From [7], we know that if Extend adheres to the pre- and postconditions of the AOT procedures, and the target language L can be computed by an OPDG, then the learner terminates and returns a minimal OPDG generating L. It thus remains to discuss the procedures AddProduction and AddNonterminal (Algorithms 1 and 2, respectively), and show that these behave as desired. The procedure AddProduction simply adds its argument g to the set P of graphs representing productions. It then looks for a representative \(g'\) for g in N, such that \(g' \equiv _{L,C} g\). If no such graph exists, it chooses any \(g' \in N\), or if N is empty, adds g itself to N with a call to AddNonterminal. Similarly, AddNonterminal adds g to the set N of graphs representing nonterminals. If g cannot be distinguished from \(\rho (g)\), which is the only element in N that could possibly be indistinguishable from g, then c is added to C to tell g and \(\rho (g)\) apart. Finally, the representative function \(\rho \) is updated to satisfy Definition 7.

figure a
figure b

It is easy to verify that (i) the proposed procedures deliver on their guarantees if their requirements are fulfilled, (ii) that where they are invoked, the requirements are indeed fulfilled, and (iii) the conditions on the observation table given in Definition 7 are always met. By [7, Corollary 8], we arrive at Theorem 10.

Theorem 10

The learner terminates and returns \(G_L\).

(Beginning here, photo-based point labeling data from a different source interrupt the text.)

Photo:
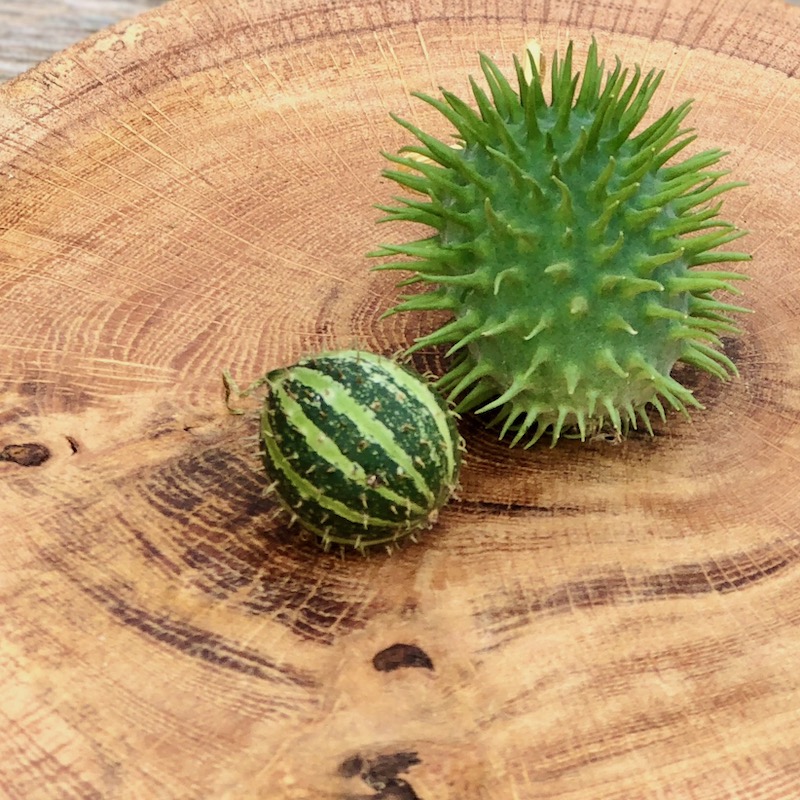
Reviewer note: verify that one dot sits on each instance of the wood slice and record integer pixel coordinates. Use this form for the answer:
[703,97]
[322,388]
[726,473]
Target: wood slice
[195,191]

We close this section with a discussion of the learner’s complexity. To infer the canonical ODGP \(G_L = (\varSigma , N, I, P)\) for L, the learner must gather as many graphs as there are nonterminals and transitions in \(G_L\). In each iteration of the main loop, it parses a counterexample g in polynomial time in the size of g and \(\textsc {T}\) (the latter is limited by the size of \(G_L\)), and is rewarded with at least one production or nonterminal. The learner is thus polynomial in \(\left| G_L\right| = \left| N\right| + \left| P\right| \) and the combined size of the counterexamples provided by the teacher.